A new academic paper by Albert Menkveld  titled “Shades of Darkness: A Pecking Order of Trading Venues” caught our attention.  The paper looks to analyze how and when orders are routed based on cost and immediacy.  Here are a few main points from the paper:

–          The fragmentation of trading—between exchanges and dark venues, as well as across dark venues— is a double-edged sword. It creates a conflict between the efficient interaction among investors and investors’ demand for a diverse set of trading mechanisms.  

 –          We hypothesize that investors “sort” dark and lit venues by the associated costs (price impact, information leakage) and immediacy, in the form of a “pecking order.”  

 –          The top of the pecking order consists of venues with the lowest cost and lowest immediacy, and the bottom of the pecking order consists of venues with the highest cost and highest immediacy. The pecking order hypothesis predicts that, on average, investors prefer searching for liquidity in low-cost, low- immediacy venues but will move towards higher-cost, higher-immediacy venues if their trading needs become more urgent.  

 –          The pecking order hypothesis predicts that, following an upward shock to VIX or earnings surprise, trading volumes should migrate from low-cost low-immediacy venues to high-cost high-immediacy venues; therefore, the change in volume share of a venue should become progressively larger the further out it is in the pecking order. 

 –          The data support the pecking order hypothesis.  Following an upward shock to VIX, dark pools that cross orders at the midpoint lose a substantial market share, dark pools that allow some price flexibility lose a moderate market share, and lit venues gain market share. The same pattern is observed following an earnings-surprise shock.

While the Menkveld paper is interesting and raises some good points, it does have one major weakness: it lacks good data.

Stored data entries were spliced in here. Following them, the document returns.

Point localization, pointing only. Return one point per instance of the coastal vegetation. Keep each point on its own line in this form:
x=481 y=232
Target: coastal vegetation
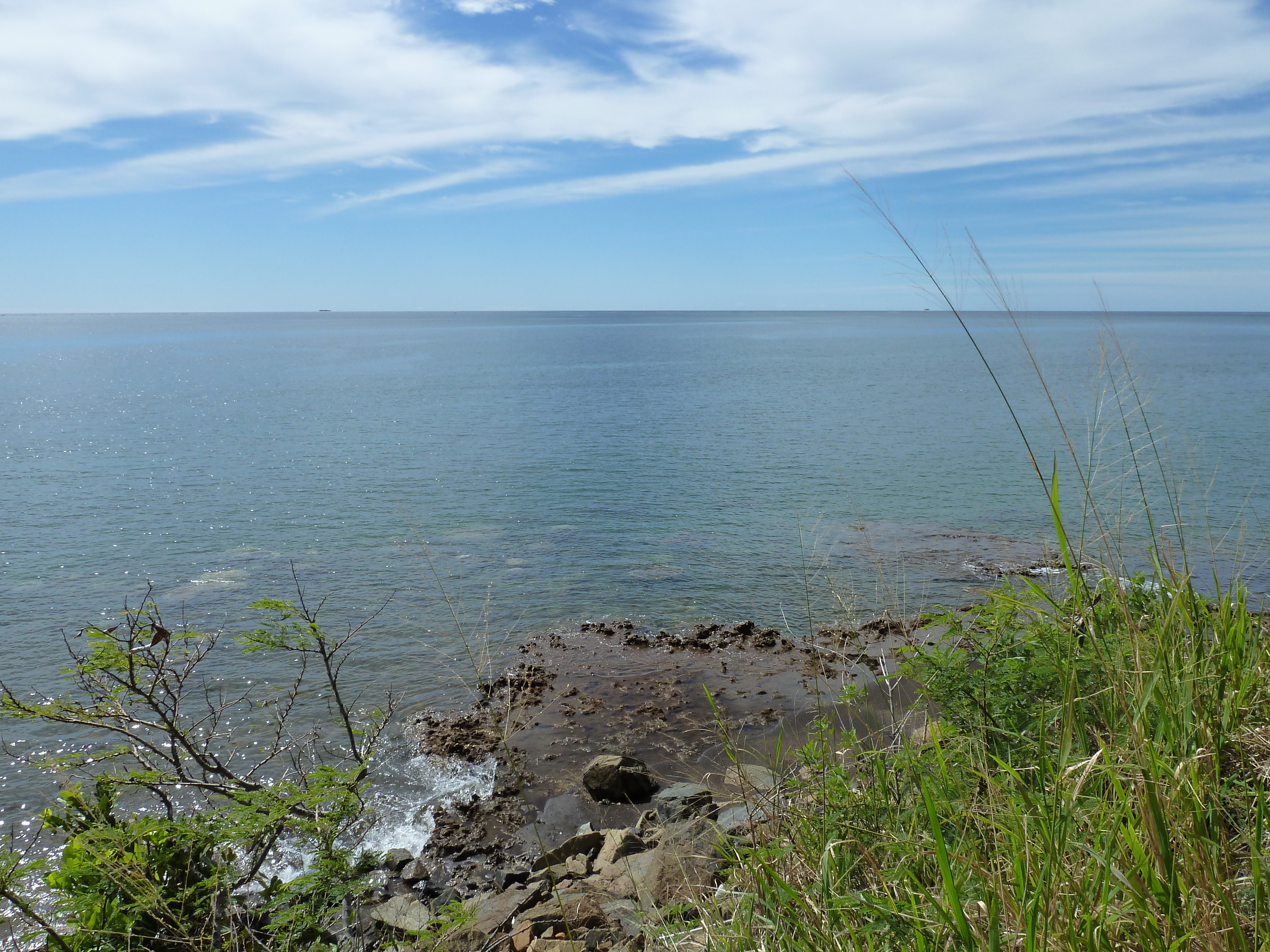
x=1085 y=770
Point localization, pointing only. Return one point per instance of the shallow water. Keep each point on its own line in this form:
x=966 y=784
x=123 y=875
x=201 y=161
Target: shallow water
x=548 y=468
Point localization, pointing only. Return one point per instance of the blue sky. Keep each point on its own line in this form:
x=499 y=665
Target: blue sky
x=629 y=154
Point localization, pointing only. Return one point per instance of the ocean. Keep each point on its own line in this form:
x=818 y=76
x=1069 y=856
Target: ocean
x=510 y=473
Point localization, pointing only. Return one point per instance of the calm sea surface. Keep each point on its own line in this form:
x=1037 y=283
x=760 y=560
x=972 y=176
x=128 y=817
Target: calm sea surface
x=563 y=466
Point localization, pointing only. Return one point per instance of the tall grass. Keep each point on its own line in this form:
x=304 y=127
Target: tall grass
x=1094 y=777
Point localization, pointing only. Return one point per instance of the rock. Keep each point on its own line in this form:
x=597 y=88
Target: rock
x=403 y=913
x=575 y=913
x=683 y=866
x=523 y=936
x=618 y=845
x=397 y=888
x=551 y=875
x=557 y=946
x=510 y=878
x=647 y=823
x=750 y=777
x=413 y=873
x=559 y=821
x=396 y=859
x=496 y=911
x=683 y=802
x=623 y=780
x=586 y=843
x=737 y=821
x=445 y=897
x=464 y=941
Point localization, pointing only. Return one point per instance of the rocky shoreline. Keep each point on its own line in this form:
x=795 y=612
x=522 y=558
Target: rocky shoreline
x=631 y=765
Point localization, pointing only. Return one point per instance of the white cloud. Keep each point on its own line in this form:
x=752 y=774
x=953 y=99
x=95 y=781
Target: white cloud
x=906 y=84
x=478 y=7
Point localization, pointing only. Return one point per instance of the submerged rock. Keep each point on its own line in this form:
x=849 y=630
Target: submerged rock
x=622 y=780
x=683 y=802
x=403 y=913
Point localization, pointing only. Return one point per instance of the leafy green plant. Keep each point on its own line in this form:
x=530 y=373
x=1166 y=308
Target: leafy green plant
x=215 y=780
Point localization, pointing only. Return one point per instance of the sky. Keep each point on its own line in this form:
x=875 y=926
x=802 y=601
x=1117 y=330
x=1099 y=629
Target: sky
x=289 y=155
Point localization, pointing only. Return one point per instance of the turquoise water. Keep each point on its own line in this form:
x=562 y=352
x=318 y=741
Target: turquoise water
x=558 y=466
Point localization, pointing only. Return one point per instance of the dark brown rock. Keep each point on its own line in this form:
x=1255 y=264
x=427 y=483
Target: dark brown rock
x=623 y=780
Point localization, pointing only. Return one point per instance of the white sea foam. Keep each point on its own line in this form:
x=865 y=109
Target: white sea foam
x=403 y=808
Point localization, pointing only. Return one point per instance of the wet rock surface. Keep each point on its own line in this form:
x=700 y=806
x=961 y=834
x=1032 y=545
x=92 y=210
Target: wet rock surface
x=613 y=793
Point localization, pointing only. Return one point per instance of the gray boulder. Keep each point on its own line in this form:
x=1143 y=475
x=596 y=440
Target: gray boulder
x=396 y=859
x=622 y=780
x=683 y=802
x=403 y=913
x=586 y=843
x=684 y=865
x=618 y=845
x=737 y=821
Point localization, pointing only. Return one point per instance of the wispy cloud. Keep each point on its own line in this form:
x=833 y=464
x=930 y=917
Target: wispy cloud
x=490 y=171
x=914 y=84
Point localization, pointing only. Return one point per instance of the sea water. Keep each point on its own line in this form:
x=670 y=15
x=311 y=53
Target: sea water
x=490 y=475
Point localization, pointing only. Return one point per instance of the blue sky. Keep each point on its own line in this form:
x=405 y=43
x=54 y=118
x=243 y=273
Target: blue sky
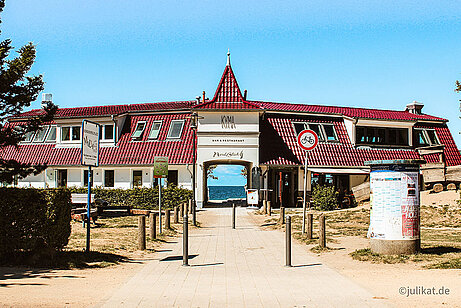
x=377 y=54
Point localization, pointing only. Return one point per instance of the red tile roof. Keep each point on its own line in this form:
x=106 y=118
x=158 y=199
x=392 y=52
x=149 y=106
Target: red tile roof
x=451 y=153
x=127 y=151
x=97 y=111
x=334 y=154
x=228 y=95
x=348 y=111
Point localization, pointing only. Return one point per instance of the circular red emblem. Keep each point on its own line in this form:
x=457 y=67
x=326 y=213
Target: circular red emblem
x=308 y=139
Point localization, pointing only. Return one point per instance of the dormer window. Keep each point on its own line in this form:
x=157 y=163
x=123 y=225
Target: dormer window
x=51 y=135
x=325 y=132
x=155 y=130
x=140 y=126
x=70 y=133
x=41 y=134
x=29 y=136
x=425 y=137
x=106 y=132
x=176 y=129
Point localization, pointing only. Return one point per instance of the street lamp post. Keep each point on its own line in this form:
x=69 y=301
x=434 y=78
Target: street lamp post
x=194 y=161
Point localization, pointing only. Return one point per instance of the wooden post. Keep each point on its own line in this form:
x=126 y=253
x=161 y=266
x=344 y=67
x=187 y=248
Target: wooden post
x=282 y=215
x=167 y=220
x=176 y=215
x=142 y=232
x=152 y=226
x=322 y=235
x=309 y=225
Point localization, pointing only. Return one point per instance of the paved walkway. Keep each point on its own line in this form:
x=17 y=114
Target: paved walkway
x=237 y=268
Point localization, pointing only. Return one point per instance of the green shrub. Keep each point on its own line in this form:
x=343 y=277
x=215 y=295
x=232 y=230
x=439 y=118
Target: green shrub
x=33 y=220
x=142 y=198
x=324 y=198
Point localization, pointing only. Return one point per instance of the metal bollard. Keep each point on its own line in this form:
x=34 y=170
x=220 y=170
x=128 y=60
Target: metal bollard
x=233 y=216
x=309 y=225
x=167 y=219
x=142 y=232
x=322 y=231
x=152 y=226
x=194 y=214
x=185 y=242
x=288 y=242
x=176 y=215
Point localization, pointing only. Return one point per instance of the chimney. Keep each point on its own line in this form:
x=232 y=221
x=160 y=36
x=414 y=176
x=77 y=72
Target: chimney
x=415 y=107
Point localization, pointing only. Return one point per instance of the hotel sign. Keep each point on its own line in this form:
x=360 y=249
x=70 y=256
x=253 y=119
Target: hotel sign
x=227 y=122
x=160 y=167
x=90 y=144
x=229 y=154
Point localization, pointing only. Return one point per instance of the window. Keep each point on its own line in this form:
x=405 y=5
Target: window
x=41 y=134
x=51 y=134
x=173 y=177
x=381 y=135
x=61 y=178
x=70 y=133
x=109 y=132
x=29 y=136
x=175 y=129
x=109 y=177
x=137 y=178
x=425 y=137
x=155 y=130
x=137 y=134
x=106 y=132
x=325 y=132
x=85 y=178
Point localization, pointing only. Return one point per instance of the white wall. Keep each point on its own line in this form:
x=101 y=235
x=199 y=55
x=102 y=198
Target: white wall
x=356 y=179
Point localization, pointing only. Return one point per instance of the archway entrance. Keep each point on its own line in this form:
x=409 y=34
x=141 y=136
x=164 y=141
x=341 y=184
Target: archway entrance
x=225 y=183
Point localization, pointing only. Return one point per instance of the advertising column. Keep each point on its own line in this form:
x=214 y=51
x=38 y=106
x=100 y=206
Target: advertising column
x=394 y=199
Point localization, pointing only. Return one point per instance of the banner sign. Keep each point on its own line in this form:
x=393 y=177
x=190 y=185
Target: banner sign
x=160 y=167
x=252 y=197
x=90 y=144
x=394 y=199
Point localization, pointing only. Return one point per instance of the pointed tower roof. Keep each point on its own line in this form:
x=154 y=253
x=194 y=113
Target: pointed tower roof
x=228 y=94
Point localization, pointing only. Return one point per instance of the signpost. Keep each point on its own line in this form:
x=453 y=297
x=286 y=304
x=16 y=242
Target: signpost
x=307 y=140
x=90 y=158
x=160 y=171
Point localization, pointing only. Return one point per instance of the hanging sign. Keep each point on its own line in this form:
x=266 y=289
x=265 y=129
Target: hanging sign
x=90 y=144
x=308 y=140
x=160 y=167
x=252 y=197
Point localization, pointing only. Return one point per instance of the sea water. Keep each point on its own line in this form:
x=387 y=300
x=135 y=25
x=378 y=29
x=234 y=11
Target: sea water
x=226 y=192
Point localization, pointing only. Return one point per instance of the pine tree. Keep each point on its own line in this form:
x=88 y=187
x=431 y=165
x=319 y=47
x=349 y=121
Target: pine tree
x=18 y=91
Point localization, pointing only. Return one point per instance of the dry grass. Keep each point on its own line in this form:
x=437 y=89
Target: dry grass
x=440 y=234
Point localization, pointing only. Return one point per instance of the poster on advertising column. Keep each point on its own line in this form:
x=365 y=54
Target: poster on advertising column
x=394 y=200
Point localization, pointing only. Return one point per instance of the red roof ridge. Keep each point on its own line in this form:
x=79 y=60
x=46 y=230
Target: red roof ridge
x=415 y=116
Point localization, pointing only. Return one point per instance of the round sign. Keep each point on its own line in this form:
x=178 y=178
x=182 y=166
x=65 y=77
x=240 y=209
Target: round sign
x=308 y=139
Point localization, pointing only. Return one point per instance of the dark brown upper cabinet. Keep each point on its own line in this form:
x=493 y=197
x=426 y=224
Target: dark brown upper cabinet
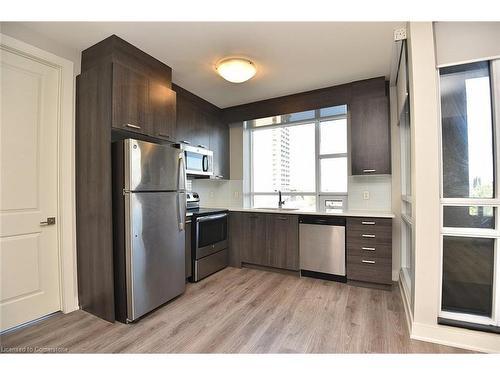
x=201 y=123
x=130 y=100
x=163 y=111
x=219 y=144
x=142 y=104
x=370 y=135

One of the first things we do when reading a new academic paper is to check the bibliography section and check the source of the data being referenced.  Here is what Menkveld cites as his source for data:

“Our data sample covers 117 stocks in October 2010 (21 business days). In addition to TAQ trading volumes and National Best Bid and Offer, we use two main proprietary data sources: (1) transactions in five types of dark venues, (2) HFT activity in the NASDAQ main market.” 

Menkveld is referencing data from what is known as the NASDAQ HFT data set.  Why do academics continue to only use the outdated NASDAQ HFT data set when they are trying to determine HFT activity?  The answer is because they don’t have access to any other data which identifies the style of trader who executed the trade.   Academic papers that rely on only a subset of data (produced four years ago by a for-profit stock exchange) must be questioned.

Not only is the NASDAQ HFT data set old but it is also incomplete since it only identifies known proprietary trading HFT firms.  Menkveld noted that “we refer to a trade as an HFT trade if at least one side of the trade is an HFT firm”.   However, Nasdaq is unable to differentiate if an HFT is using a brokers pipes to send orders  or if a proprietary trading division of a large broker dealer is trading in a high frequency trading capacity. Brogaard and  Hendershott noted this problem in their  paper “High Frequency Trading and Price Discovery” :

One limitation of the data is that NASDAQ cannot identify all HFT. Possible excluded HFT firms are those that also act as brokers for customers and engage in proprietary lower-frequency trading strategies, for example, Goldman Sachs, Morgan Stanley, and other large and integrated firms. HFTs who route their orders through these large integrated firms cannot be clearly identified, so they are also excluded. The 26 HFT firms in the NASDAQ data are best thought of as independent proprietary trading firms.”

While we had high hopes for the content of Menkveld paper, unfortunately since it uses data from the 2010 NASDAQ HFT data set, we must cast it aside due to questionable data. We have no doubt that the academics who produce these research reports mean well and are trying to help regulators make informed decisions, but without access to current, full sets of data, the research they produce must be challenged.